$8 Billion Upgrade Will Make GPS More Accurate
Formerly confined to bulky boxes and military gadgets, GPS has infiltrated just about every part of our lives. Just a few years after people were buying GPS units for their cars, it has become a standard feature in new phones.
But increasing the number of GPS-capable devices also increases the load on the system of GPS satellites and infrastructure, which is aging quickly and in need of serious overhaul. Everything from cell phone networks to hospitals rely on GPS every day, and those industries need a reliable replacement in order to keep functioning, not to mention the number of people who would be lost without turn-by-turn directions.
Fortunately, the government is working on an $8 billion upgrade that will make GPS more reliable and accurate.

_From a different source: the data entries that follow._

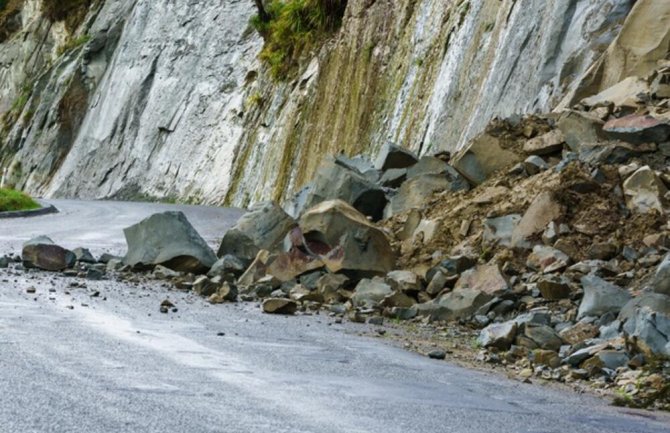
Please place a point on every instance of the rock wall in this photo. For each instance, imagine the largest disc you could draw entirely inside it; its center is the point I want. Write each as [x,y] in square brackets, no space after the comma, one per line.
[166,99]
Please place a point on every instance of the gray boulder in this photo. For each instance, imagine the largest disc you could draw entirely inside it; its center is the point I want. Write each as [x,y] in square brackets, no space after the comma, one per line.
[264,227]
[392,156]
[646,320]
[43,253]
[168,239]
[601,297]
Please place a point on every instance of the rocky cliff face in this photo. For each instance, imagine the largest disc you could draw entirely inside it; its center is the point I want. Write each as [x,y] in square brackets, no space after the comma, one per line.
[166,99]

"This new system has the potential to deliver capabilities we haven't seen yet," Marco Caceres, senior space analyst for aerospace research firm Teal Group, told the Los Angeles Times. "Because GPS touches so many industries, it's hard to imagine what industry wouldn't be affected."
Currently, GPS-enabled devices can pinpoint a location to within 20 feet, which is impressive but still a fairly large margin of error. Some are even less accurate. The new system, however, can pinpoint locations down to two or three feet, a huge improvement.
There are 24 satellites that provide GPS data, working in tandem to pinpoint the location of GPS-enabled devices around the world. The upgrade process will have to be seamless, so the satellites will be replaced one by one. The first one will be launching from Cape Canaveral this weekend.